Jak zawsze w takiej sytuacji sprwadza sie przysłowie :"dać kurze grzędę, to ona na to : Wyżej siędę". Poprzednio musieliśmy znosić(trzaskając zębami i nosząc po domu 2 polary ,gruby kocowy sweter i ... kalesony beee) 13 stopni teraz jak jest 20 to już za zimo. Czyli jeszcze wiecej do Piecyka drewna łupp!Piecyk wprawdzie to prościutka koza ale porzadnie wyłożona cegłami szmotowymi, system kominowy również porządny wiec „bezlitosne hajcowanie " znosi spokojnie i całkiem "godnie".Radośnie wyczerpywaliśmy drewno bo dzięki temu było cieplutko , opał tez tani , wiosce jest tartak nie ma problemu z opałem.

 


W każdym razie w połowie grudnia zblizyliśmy sie granicy "marginesu bezpieczeństwa" zapasu drewna . Drewna powinno starczyć nam przy dotychczasowym zuzyciu na 1 miesiąc Na nieszczęście w miedzyczasie spadł śnieg i chwyciły " silne mrozy" z 10stopni . W zaprzyjaźnionym tartaku drewno odpadkowe było gromadzone w narozniku nieco podmokłym i rozciaptanym kołami wózków widłowych do konsystencji gestej bagiennej borowiny Przy mrozach drewno pakowane w paczki po 3mp przymarzło do tej breji.

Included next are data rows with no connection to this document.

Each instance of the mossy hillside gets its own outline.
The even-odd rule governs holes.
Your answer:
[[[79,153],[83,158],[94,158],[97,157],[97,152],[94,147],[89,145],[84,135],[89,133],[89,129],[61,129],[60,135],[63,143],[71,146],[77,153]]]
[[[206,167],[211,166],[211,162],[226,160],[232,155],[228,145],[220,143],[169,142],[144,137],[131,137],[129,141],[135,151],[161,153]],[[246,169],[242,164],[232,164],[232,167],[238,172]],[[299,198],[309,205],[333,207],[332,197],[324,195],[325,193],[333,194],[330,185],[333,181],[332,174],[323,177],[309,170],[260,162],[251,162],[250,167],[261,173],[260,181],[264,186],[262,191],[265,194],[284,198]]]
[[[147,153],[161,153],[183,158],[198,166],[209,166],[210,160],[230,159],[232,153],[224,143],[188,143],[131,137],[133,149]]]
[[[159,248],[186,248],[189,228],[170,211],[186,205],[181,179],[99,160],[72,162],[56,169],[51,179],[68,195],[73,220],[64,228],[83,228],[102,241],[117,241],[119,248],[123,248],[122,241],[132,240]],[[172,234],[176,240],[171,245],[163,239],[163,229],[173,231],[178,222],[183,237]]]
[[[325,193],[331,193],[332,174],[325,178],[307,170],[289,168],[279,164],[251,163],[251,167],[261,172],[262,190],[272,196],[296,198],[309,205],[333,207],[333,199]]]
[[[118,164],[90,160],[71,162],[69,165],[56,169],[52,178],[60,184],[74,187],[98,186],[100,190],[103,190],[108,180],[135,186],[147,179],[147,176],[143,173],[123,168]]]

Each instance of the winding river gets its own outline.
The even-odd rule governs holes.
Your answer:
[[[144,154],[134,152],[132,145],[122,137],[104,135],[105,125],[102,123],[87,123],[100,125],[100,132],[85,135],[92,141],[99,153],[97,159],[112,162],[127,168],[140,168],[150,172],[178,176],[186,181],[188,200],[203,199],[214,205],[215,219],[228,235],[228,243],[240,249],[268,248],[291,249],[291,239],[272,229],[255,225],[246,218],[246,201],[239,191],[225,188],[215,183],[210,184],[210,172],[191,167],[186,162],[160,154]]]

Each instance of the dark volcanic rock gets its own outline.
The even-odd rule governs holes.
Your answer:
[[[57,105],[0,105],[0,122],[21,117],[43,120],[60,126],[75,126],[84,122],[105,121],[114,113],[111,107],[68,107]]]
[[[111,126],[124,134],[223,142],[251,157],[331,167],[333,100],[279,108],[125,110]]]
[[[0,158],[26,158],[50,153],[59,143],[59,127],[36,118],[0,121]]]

Próba wyrwania wózkiem widłowym jej skończyła się podniesieniem tyłu wózka widłowego zaś paczka z wbitymi widłami nawet nie chciała drgnąć..Pomyslałem sobie : ile w końcu moze jeszcze trwać fala mrozu ? Mam zapasu drewna na prawie miesiac , w razie czego jeszcze wydłubię rozbiórkowego z 1 mp !!!Czym się tu martwić! Poczekam te 2 tygodnie."

 


Potem były świeta, na chwilę przyszły roztopy A na Sylwester przyszło ochłodzenie z mrozami do – 25 stopni . I trzyma do dzisiaj . W między czasie jakoś tak szybko wypaliła sie żelazna rezerwa drzewa ,spaliliśmy wiekszą część suchej rozbiórkówki i zaczeliśmy oszczedzać za wszelka cenę opał. Zaczełem eksperymentować z opalaniem kozy ekogroszkiem( zegnaj moja gwarancjo na piecyk ) . O dziwo węgiel dawał zdecydowanie mniej ciepła niż dobrze wysuszona buczyna.Palił się wprawdzie dużo dłuzej ale co z tego jak i tak piecyk był za zimny. Jak się okazało reguł fizyki nie da się oszukać i skoro normalnie paliliśmy x drewna przy – 10 to paląc połowę tego xsa przy minus 25 stopniach zrobiło się zimniej . #@%$#@$#@$ zimniej , cholernie zimniej !!!!!!! Poprzedniej zimy wyzywałem od złomów kaflaczka przy 14 stopniach w salonie, teraz po zejściu do salonu rano termometr na stole witał nas optymistycznym 8,5 stopnia.P napaleniu 15C .No po prostu bajka . Pomysł ogrzewania brykietami ( w okolicy brykiet PINI KEY stoi po 17 zł za 10 kg a wg moich szacunków powinienem spalać z 25-30 kg na dobę) zmroził mnie finansowo )Próby ogrzania,/dogrzania gazem z butli 11 kg (piecyk katalizatorowy lub/i ordynarnie podpalone wszystkie fajerki w kuchni :) )okazały się mało skuteczne Dom ma dużą pojemność cieplna i trzeba spoooro ciepła dostarczyć by zrównoważyć paro tygodniowe oszczędne grzanie.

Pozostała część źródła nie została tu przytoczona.